Échappement, fuite immunitaire... Ce qu’on ignore
Alors que la campagne de vaccination est plus que largement entamée en France, la peur de l’infection cède la place à celle de la réinfection, et les rumeurs entourant P.1 ne sont pas de nature à rassurer. Au Brésil, en particulier à Manaus où la maladie fait des ravages depuis des mois, ce nouveau pic épidémique interroge: et si le variant touchait des personnes ayant déjà été malades du Covid?
Il est encore trop tôt pour le dire, tant les données peuvent être interprétées. Une étude parue dès le mois de janvier dans la revue The Lancet l’explique clairement: oui, la remontée des infections a lieu au Brésil dans des zones où la pandémie avait déjà touché une large portion de la population, mais non, cela ne veut pas forcément dire que le virus est plus à même de réinfecter des personnes ayant déjà été malades.
Quatre scénarios peuvent en effet expliquer cette résurgence: une surestimation du nombre d’asymptomatiques lors de la 1ère vague, une immunité qui a baissé avec le temps (un autre coronavirus pourrait alors être aussi dangereux), une plus grande transmissibilité du virus, qui touche des personnes jusqu’alors épargnées, ou...une fuite immunitaire. Dans ce dernier cas, la protection acquise par les malades serait inefficace face au nouveau variant.
Rien ne permet aujourd’hui d’affirmer que ce dernier scénario l’a emporté, certains éléments de réponse allant même dans le sens opposé. Une étude parue le 7 avril dans The New England Journal of Medecine affirme ainsi que chez les patients combinant une infection passée à Sars-cov-2 et un vaccin ARNm (Pfizer ou Moderna), la réponse immunitaire face à P.1 est excellente.
Autrement dit, la réponse immunitaire suite à une 1ère infection agit comme une 1ère injection et le vaccin comme un booster: ensemble, ils fabriquent une réponse immunitaire adéquate, empêchant le virus de s’installer. Comme pour le variant britannique, il semble donc que le P.1 soit plus agressif, et nécessite des mesures renforcées.
Ce variant n’est pas pour autant cette mutation hors de contrôle à laquelle on pourrait penser au regard de la situation brésilienne.
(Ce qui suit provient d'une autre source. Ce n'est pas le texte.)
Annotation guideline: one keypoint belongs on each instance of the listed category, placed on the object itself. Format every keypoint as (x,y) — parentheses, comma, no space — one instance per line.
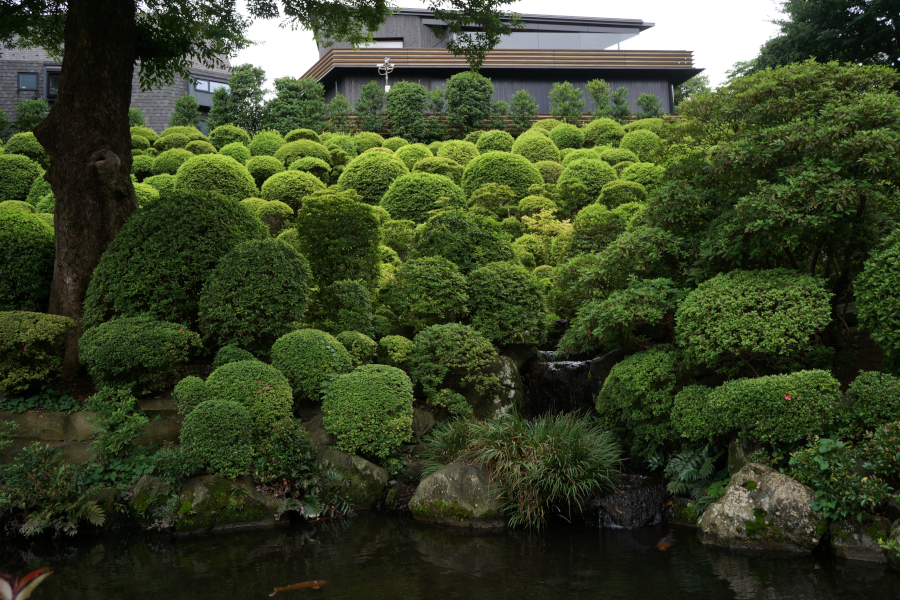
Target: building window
(27,82)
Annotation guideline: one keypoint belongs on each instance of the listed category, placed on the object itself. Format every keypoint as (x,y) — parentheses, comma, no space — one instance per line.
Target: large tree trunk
(87,137)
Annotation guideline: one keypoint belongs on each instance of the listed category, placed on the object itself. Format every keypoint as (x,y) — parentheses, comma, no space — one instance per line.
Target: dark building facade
(547,49)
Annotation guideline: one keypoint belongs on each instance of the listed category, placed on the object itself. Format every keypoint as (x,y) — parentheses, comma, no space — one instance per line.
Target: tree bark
(87,137)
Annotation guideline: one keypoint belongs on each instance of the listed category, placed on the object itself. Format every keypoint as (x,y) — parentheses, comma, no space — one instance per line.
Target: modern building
(31,74)
(547,49)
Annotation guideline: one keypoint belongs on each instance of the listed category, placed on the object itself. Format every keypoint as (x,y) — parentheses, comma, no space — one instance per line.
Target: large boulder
(763,509)
(459,494)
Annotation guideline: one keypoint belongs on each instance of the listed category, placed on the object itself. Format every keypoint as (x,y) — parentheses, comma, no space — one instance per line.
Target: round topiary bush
(266,143)
(260,388)
(223,135)
(291,187)
(413,195)
(507,304)
(494,140)
(27,252)
(138,353)
(535,147)
(215,433)
(505,169)
(369,410)
(215,173)
(413,153)
(255,294)
(565,135)
(643,142)
(310,358)
(371,174)
(620,191)
(17,174)
(263,167)
(745,315)
(162,256)
(237,151)
(602,132)
(459,151)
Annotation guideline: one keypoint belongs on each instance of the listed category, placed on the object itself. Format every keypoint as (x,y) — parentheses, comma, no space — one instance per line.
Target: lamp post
(385,69)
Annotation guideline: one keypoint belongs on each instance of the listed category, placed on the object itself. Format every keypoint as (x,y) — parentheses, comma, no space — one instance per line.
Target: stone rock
(763,509)
(365,480)
(459,494)
(859,541)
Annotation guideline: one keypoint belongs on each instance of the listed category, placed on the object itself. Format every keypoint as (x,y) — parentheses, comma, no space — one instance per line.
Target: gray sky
(719,32)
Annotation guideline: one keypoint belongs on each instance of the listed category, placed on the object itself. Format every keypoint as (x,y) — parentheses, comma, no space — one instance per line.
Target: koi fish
(315,584)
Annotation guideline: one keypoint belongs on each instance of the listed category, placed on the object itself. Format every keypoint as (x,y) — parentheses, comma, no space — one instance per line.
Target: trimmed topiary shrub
(505,169)
(257,291)
(260,388)
(310,358)
(161,257)
(507,304)
(17,175)
(371,174)
(31,348)
(138,353)
(215,434)
(27,252)
(413,195)
(369,410)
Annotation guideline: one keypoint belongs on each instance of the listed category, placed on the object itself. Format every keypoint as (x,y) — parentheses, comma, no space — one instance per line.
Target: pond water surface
(373,557)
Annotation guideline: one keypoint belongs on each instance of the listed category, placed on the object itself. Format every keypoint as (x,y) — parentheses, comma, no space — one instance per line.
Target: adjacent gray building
(547,49)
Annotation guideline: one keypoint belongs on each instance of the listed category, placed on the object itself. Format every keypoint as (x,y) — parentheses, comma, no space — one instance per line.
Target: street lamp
(385,69)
Le pays dirigé par Jaïr Bolsonaro suit depuis le début de la pandémie une trajectoire dramatique, où malgré l’urgence, la population n’est vaccinée qu’à moins de 5%. Jair Bolsonaro n’a d’ailleurs cessé de minimiser la gravité de la pandémie et de remettre en cause les mesures de restriction prises par les gouverneurs des États pour tenter d’endiguer les contaminations.
Une partie des peurs liées aux variants découle de cette situation. Ou comme l’expliquait début mars le New York Times: “le Brésil est un avertissement pour le monde”. À charge pour le gouvernement d’entendre cet avertissement.